The update follows backlash after the suicide of teenager Adam Raine. Raine discussed self-harm and suicide plans with ChatGPT, which provided detailed methods linked to his hobbies. His parents have since filed a wrongful death lawsuit against OpenAI.
Another tragic case surfaced last month. Stein-Erik Soelberg, struggling with mental illness, used ChatGPT to validate paranoid conspiracy theories. His deteriorating delusions ended in a murder-suicide involving his mother.
OpenAI admitted last week that its safety layers fail during long chats because models tend to agree with users and follow conversational threads instead of redirecting harmful topics.

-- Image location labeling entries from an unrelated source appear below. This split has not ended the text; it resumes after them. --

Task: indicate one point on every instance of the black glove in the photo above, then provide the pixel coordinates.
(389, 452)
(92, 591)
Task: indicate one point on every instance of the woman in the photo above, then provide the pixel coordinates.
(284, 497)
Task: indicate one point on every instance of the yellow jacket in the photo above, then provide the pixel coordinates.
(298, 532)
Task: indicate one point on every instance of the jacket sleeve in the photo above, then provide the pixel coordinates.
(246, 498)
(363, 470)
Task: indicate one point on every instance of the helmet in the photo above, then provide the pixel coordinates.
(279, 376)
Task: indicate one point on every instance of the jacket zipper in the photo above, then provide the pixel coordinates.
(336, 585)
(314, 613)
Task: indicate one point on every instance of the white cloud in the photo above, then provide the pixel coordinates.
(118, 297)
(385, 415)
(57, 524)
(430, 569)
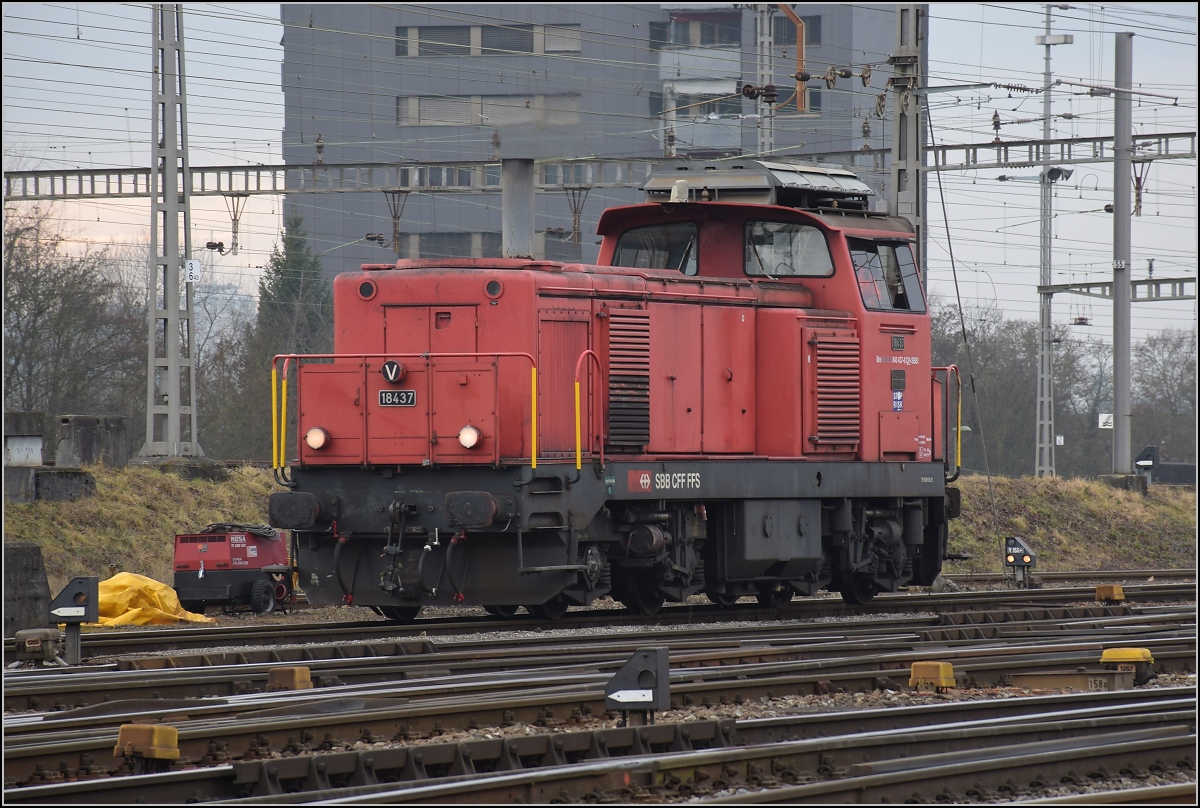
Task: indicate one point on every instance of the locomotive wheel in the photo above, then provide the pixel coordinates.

The company now plans to use a real-time router to detect signs of acute distress. Those conversations will be shifted to “reasoning” models like GPT-5-thinking, which take more time to reason and resist harmful prompts.
“We recently introduced a real-time router that can choose between efficient chat models and reasoning models based on the conversation context,” OpenAI wrote.
“We’ll soon begin to route some sensitive conversations—like when our system detects signs of acute distress—to a reasoning model, like GPT‑5-thinking, so it can provide more helpful and beneficial responses, regardless of which model a person first selected.”
OpenAI also commits to rolling out parental controls to link parent and teen accounts via email invites. These controls will include age-appropriate response rules enabled by default, plus options to disable chat memory and history—features linked to dependency and harmful thought reinforcement.
Parents will receive alerts if ChatGPT detects their teen is in acute distress.
The AI firm added it launched Study Mode in late July, designed to keep students thinking critically rather than outsourcing essays to ChatGPT.
OpenAI called these changes part of a 120-day initiative to preview 2024 safety improvements. The company is consulting mental health experts in areas like adolescent health and substance abuse through its Global Physician Network and Expert Council on Well-Being and AI.
TechCrunch has asked OpenAI for details on the distress detection system, expert involvement, council leadership, and any proposed research or policy changes.
For now, OpenAI offers in-app reminders during long sessions but stops short of cutting off users spiraling in harmful directions.